Generic Imdur is an effective medication which helps in the treatment of angina attacks. Generic Imdur acts as nitrates.
Other names for this medication:
Also known as: Isosorbide Mononitrate.
Generic Imdur is a perfect remedy, which helps to treat angina attacks.
Generic Imdur acts as nitrates.
Imdur is also known as Isosorbide Mononitrate.
Generic name of Generic Imdur is Isosorbide Mononitrate.
Brand names of Generic Imdur are Imdur, ISMO, Monoket.
Take Generic Imdur tablets orally with or without food.
Do not crush or chew it.
Take Generic Imdur at the same time with water.
If you want to achieve most effective results do not stop taking Generic Imdur suddenly.
If you overdose Generic Imdur and you don't feel good you should visit your doctor or health care provider immediately. Symptoms of Generic Imdur are difficult or slow breathing, muscle cramps, nausea, vomiting, diarrhea, high temperature, fainting, abnormal heartbeat, changes in vision, flushing, convulsions, severe throbbing migraine, lightheadedness.
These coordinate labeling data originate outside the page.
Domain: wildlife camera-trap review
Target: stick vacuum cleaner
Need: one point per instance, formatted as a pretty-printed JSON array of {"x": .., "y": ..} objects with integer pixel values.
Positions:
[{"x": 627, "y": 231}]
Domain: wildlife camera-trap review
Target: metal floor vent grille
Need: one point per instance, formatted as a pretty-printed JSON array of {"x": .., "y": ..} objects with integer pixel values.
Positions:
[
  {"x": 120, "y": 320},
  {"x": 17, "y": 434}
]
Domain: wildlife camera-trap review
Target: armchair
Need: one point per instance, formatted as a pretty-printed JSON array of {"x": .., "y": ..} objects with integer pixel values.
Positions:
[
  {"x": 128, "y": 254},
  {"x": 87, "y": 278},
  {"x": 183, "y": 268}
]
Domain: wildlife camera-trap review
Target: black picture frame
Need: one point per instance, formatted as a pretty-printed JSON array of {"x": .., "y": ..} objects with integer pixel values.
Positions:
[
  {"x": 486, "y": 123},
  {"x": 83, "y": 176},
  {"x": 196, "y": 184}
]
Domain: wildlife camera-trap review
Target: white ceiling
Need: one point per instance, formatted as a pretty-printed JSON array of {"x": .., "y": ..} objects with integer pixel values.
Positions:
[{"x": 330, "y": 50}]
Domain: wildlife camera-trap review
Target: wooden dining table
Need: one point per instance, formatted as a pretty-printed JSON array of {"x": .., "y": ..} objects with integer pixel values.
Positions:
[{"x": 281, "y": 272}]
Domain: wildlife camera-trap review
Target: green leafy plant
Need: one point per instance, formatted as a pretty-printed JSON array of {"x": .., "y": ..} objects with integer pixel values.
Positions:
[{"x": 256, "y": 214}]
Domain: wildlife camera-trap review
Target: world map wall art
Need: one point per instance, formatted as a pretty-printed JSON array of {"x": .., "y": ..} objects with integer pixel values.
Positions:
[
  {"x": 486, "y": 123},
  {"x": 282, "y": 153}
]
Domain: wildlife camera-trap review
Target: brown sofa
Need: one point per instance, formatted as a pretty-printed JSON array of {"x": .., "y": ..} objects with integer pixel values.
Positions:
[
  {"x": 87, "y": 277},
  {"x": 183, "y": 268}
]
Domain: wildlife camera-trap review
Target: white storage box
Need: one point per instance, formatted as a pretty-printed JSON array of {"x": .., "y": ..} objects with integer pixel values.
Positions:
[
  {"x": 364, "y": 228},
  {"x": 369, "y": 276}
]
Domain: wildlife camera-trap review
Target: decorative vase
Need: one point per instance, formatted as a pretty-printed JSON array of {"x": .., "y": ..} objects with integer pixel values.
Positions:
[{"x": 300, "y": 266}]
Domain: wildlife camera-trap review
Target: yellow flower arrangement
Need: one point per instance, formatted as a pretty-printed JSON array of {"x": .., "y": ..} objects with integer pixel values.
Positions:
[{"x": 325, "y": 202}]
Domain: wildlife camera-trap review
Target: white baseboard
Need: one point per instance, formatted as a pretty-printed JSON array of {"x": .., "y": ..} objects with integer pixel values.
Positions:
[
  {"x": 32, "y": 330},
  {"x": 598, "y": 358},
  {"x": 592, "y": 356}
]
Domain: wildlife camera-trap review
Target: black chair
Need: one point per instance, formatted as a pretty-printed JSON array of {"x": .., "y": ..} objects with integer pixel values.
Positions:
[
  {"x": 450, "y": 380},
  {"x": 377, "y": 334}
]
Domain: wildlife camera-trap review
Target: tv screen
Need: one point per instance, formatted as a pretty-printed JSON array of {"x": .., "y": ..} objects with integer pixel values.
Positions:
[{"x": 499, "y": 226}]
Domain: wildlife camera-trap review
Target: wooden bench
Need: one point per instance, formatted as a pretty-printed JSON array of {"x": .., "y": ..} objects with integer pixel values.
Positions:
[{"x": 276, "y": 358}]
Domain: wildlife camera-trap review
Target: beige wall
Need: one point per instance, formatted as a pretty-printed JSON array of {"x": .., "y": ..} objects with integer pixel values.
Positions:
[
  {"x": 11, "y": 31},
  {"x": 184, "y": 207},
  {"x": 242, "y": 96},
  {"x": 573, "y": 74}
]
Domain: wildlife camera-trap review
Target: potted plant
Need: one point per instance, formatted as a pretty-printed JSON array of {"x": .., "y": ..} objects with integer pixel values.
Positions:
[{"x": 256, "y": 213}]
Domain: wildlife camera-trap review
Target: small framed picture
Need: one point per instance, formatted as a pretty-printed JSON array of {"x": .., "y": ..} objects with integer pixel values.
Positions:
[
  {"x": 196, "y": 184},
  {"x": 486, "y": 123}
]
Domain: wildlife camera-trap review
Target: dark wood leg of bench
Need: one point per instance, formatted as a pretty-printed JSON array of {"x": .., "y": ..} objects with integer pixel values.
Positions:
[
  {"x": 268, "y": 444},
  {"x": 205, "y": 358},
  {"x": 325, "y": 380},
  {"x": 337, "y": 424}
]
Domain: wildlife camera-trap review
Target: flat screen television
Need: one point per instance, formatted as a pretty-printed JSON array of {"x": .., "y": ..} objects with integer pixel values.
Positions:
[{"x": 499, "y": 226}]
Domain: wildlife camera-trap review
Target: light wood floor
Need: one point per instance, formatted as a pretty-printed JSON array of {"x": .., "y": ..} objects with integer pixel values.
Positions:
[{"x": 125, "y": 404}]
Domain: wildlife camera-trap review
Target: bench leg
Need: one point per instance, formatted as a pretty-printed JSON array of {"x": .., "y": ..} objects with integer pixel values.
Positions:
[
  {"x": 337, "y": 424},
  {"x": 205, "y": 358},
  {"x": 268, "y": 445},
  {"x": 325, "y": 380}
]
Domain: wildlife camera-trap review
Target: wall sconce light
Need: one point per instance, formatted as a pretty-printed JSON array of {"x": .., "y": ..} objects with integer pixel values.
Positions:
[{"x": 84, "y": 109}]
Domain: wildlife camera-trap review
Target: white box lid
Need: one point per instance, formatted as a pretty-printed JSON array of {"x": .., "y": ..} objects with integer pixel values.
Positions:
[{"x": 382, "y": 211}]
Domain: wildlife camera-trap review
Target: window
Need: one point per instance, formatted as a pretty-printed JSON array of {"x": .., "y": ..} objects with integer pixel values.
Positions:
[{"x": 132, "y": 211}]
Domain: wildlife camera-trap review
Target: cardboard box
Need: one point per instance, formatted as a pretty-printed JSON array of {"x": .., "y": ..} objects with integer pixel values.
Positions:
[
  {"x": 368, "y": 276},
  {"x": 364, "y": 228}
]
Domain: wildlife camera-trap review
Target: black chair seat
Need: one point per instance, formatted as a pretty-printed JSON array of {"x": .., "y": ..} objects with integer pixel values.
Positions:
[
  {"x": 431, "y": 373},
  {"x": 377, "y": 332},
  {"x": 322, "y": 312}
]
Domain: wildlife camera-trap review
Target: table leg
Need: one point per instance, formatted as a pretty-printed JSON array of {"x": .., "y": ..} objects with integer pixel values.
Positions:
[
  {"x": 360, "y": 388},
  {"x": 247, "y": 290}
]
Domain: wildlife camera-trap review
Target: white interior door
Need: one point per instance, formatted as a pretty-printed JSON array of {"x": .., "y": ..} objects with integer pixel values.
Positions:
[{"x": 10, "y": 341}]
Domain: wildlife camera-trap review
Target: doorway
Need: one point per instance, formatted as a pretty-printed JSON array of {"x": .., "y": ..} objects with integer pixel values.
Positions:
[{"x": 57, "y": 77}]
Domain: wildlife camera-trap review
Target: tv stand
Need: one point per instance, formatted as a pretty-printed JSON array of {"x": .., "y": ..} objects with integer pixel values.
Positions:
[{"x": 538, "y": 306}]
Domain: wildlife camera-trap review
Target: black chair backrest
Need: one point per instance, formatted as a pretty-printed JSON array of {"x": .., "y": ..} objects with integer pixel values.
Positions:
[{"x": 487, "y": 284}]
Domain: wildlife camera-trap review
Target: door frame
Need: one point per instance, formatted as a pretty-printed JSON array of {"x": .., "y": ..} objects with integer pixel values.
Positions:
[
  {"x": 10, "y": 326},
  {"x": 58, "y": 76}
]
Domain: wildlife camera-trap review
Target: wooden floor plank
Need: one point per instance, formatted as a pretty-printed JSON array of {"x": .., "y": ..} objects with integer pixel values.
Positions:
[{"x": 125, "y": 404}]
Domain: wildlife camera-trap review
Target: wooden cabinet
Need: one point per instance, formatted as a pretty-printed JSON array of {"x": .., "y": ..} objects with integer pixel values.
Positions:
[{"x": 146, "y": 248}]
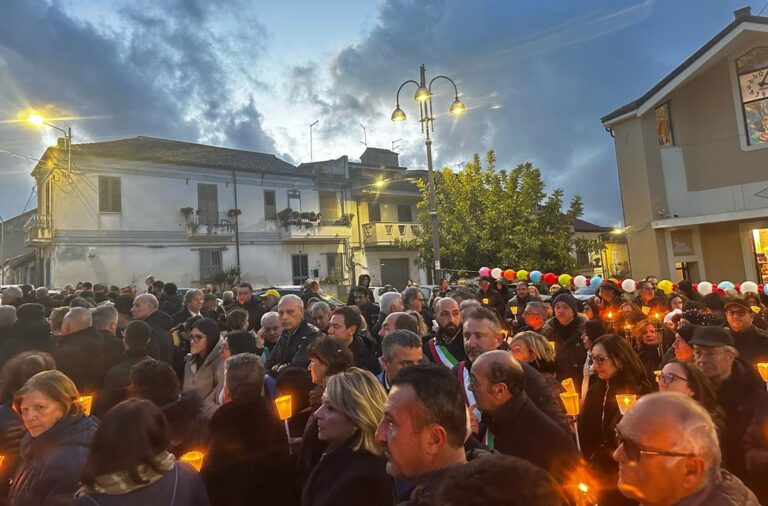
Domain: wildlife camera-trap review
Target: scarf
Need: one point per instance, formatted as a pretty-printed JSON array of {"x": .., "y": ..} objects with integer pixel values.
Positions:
[{"x": 120, "y": 483}]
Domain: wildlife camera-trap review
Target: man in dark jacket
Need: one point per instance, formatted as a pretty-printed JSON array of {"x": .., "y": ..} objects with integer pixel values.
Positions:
[
  {"x": 751, "y": 342},
  {"x": 447, "y": 347},
  {"x": 737, "y": 385},
  {"x": 565, "y": 330},
  {"x": 117, "y": 379},
  {"x": 344, "y": 328},
  {"x": 297, "y": 335},
  {"x": 31, "y": 332},
  {"x": 482, "y": 334},
  {"x": 246, "y": 300},
  {"x": 674, "y": 428},
  {"x": 512, "y": 424},
  {"x": 79, "y": 351},
  {"x": 145, "y": 307}
]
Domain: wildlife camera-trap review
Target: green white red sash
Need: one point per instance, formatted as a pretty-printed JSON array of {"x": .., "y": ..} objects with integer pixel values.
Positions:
[
  {"x": 469, "y": 397},
  {"x": 441, "y": 355}
]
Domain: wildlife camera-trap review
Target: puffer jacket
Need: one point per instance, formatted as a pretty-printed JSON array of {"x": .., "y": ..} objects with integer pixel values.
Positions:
[{"x": 51, "y": 463}]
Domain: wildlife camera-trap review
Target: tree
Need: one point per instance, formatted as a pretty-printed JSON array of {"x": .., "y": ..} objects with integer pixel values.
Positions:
[{"x": 497, "y": 218}]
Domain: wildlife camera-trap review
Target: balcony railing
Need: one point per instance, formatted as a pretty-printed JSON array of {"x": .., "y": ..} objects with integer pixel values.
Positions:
[
  {"x": 38, "y": 230},
  {"x": 219, "y": 227},
  {"x": 383, "y": 233}
]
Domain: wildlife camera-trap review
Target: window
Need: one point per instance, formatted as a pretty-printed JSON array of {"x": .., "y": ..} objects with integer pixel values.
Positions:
[
  {"x": 109, "y": 195},
  {"x": 404, "y": 213},
  {"x": 208, "y": 203},
  {"x": 664, "y": 126},
  {"x": 270, "y": 205},
  {"x": 374, "y": 212},
  {"x": 329, "y": 205},
  {"x": 294, "y": 200},
  {"x": 752, "y": 69},
  {"x": 335, "y": 266},
  {"x": 210, "y": 264},
  {"x": 300, "y": 268}
]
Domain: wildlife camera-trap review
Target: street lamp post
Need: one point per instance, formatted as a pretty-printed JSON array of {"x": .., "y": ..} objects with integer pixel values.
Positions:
[{"x": 424, "y": 97}]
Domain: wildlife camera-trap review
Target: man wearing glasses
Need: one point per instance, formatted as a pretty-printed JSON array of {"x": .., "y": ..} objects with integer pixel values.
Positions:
[
  {"x": 668, "y": 453},
  {"x": 737, "y": 385},
  {"x": 751, "y": 342}
]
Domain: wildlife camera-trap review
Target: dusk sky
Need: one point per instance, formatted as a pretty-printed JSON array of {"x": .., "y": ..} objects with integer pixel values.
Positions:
[{"x": 536, "y": 76}]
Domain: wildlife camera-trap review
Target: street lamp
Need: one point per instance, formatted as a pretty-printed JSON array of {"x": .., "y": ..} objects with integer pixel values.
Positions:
[
  {"x": 39, "y": 121},
  {"x": 423, "y": 96}
]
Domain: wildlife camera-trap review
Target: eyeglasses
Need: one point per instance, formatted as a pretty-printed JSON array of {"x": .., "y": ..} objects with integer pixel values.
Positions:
[
  {"x": 668, "y": 378},
  {"x": 599, "y": 359},
  {"x": 633, "y": 450}
]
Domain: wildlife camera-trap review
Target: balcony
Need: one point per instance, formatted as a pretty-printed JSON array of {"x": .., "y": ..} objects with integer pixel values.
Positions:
[
  {"x": 388, "y": 234},
  {"x": 38, "y": 231},
  {"x": 329, "y": 230},
  {"x": 217, "y": 228}
]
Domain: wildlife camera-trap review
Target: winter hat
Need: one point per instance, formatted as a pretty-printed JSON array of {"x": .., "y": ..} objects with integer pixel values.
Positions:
[
  {"x": 568, "y": 299},
  {"x": 594, "y": 329}
]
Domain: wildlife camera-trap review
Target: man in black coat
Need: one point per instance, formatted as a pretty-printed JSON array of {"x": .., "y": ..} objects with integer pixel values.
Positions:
[
  {"x": 297, "y": 335},
  {"x": 117, "y": 379},
  {"x": 344, "y": 328},
  {"x": 750, "y": 341},
  {"x": 512, "y": 424},
  {"x": 79, "y": 351},
  {"x": 145, "y": 307}
]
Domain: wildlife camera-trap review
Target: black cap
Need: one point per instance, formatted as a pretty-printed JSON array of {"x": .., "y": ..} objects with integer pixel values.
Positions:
[
  {"x": 712, "y": 337},
  {"x": 736, "y": 301}
]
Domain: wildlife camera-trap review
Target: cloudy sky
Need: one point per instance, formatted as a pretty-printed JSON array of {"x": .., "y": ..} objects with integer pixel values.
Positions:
[{"x": 536, "y": 76}]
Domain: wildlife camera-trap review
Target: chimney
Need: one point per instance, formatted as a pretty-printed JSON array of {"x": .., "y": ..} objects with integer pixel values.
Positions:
[{"x": 743, "y": 12}]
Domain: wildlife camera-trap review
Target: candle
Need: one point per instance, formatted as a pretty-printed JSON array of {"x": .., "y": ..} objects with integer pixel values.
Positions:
[
  {"x": 193, "y": 458},
  {"x": 762, "y": 368},
  {"x": 283, "y": 404},
  {"x": 625, "y": 401},
  {"x": 571, "y": 403},
  {"x": 86, "y": 401}
]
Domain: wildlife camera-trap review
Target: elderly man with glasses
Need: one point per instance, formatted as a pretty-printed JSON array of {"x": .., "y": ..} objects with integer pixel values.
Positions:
[
  {"x": 668, "y": 453},
  {"x": 737, "y": 385}
]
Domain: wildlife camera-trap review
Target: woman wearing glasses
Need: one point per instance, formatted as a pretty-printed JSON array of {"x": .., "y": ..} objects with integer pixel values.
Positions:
[{"x": 619, "y": 371}]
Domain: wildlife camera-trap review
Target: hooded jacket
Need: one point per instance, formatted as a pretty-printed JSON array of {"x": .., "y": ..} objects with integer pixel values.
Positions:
[{"x": 51, "y": 463}]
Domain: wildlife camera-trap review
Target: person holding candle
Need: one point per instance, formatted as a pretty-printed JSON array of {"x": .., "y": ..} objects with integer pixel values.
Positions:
[
  {"x": 247, "y": 457},
  {"x": 352, "y": 470},
  {"x": 129, "y": 462},
  {"x": 618, "y": 371},
  {"x": 55, "y": 448},
  {"x": 668, "y": 454}
]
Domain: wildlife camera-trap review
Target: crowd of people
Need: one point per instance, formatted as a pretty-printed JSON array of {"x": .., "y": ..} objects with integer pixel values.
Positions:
[{"x": 109, "y": 395}]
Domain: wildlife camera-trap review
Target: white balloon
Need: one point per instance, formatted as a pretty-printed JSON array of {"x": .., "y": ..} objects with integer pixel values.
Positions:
[
  {"x": 749, "y": 287},
  {"x": 628, "y": 285},
  {"x": 705, "y": 288}
]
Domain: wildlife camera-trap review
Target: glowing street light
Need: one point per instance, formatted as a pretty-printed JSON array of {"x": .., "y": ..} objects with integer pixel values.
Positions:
[{"x": 423, "y": 96}]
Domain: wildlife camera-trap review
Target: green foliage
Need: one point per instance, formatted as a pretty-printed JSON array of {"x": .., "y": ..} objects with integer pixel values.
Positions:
[{"x": 497, "y": 218}]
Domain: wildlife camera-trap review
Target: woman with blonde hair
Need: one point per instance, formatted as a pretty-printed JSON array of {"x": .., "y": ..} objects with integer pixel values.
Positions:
[
  {"x": 352, "y": 470},
  {"x": 55, "y": 448}
]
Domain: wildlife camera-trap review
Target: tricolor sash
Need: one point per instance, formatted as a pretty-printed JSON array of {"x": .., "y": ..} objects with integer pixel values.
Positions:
[
  {"x": 441, "y": 355},
  {"x": 469, "y": 397}
]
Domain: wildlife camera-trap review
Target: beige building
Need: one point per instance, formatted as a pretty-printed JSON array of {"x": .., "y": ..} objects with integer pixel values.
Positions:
[{"x": 693, "y": 165}]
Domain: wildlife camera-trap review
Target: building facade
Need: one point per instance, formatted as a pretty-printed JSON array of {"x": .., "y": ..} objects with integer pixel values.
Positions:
[
  {"x": 693, "y": 163},
  {"x": 186, "y": 212}
]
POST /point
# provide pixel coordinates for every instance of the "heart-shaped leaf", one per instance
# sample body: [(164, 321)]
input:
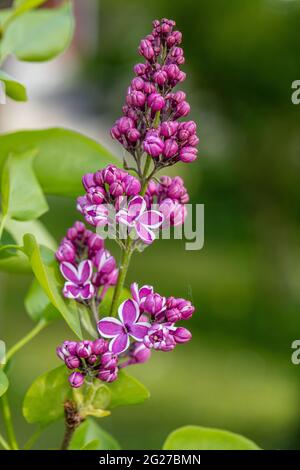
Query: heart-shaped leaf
[(38, 305), (22, 196), (38, 35), (201, 438), (90, 436), (13, 88), (46, 271), (63, 157), (43, 402), (127, 390)]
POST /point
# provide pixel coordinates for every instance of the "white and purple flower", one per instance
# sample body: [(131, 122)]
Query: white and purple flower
[(143, 221), (78, 285), (127, 327)]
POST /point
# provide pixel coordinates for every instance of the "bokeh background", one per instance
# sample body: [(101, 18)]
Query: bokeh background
[(241, 59)]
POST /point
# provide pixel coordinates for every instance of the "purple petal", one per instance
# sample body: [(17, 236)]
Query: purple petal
[(85, 270), (134, 289), (136, 207), (87, 291), (110, 327), (69, 272), (129, 312), (144, 291), (145, 234), (119, 344), (139, 330), (71, 291), (152, 219)]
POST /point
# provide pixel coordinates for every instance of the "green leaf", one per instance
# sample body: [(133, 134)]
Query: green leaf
[(93, 399), (14, 260), (3, 382), (90, 436), (200, 438), (38, 305), (127, 390), (13, 88), (22, 196), (43, 402), (38, 35), (63, 157), (106, 303), (46, 271)]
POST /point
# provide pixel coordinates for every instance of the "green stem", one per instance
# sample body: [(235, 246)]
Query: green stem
[(33, 438), (4, 443), (8, 422), (2, 223), (126, 256), (39, 327)]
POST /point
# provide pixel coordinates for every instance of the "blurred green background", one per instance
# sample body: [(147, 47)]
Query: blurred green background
[(241, 58)]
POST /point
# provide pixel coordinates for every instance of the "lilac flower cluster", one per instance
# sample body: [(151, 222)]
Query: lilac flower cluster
[(171, 196), (85, 264), (142, 205), (88, 360), (150, 95), (105, 187), (147, 318)]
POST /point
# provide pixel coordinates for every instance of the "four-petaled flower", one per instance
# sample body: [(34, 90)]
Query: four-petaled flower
[(78, 285), (143, 221), (121, 330)]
Store at room temperature between 15 and 30 degrees C (59 and 86 degrees F) away from moisture and heat. Keep container tightly closed. Throw away any unused medicine after the expiration date. Keep out of the reach of children.
The most common side effects associated with Imdur are:
Side effect occurrence does not only depend on medication you are taking, but also on your overall health and other factors.
Do not take Generic Imdur if you are allergic to Generic Imdur components.
Do not take Generic Imdur if you're pregnant or you plan to have a baby.
Do not use potassium supplements or salt substitutes.
Be careful using Generic Imdur if you take dihydroergotamine (D.H.E. 45); or any other heart medicines, especially those used to treat high blood pressure or irregular heartbeats.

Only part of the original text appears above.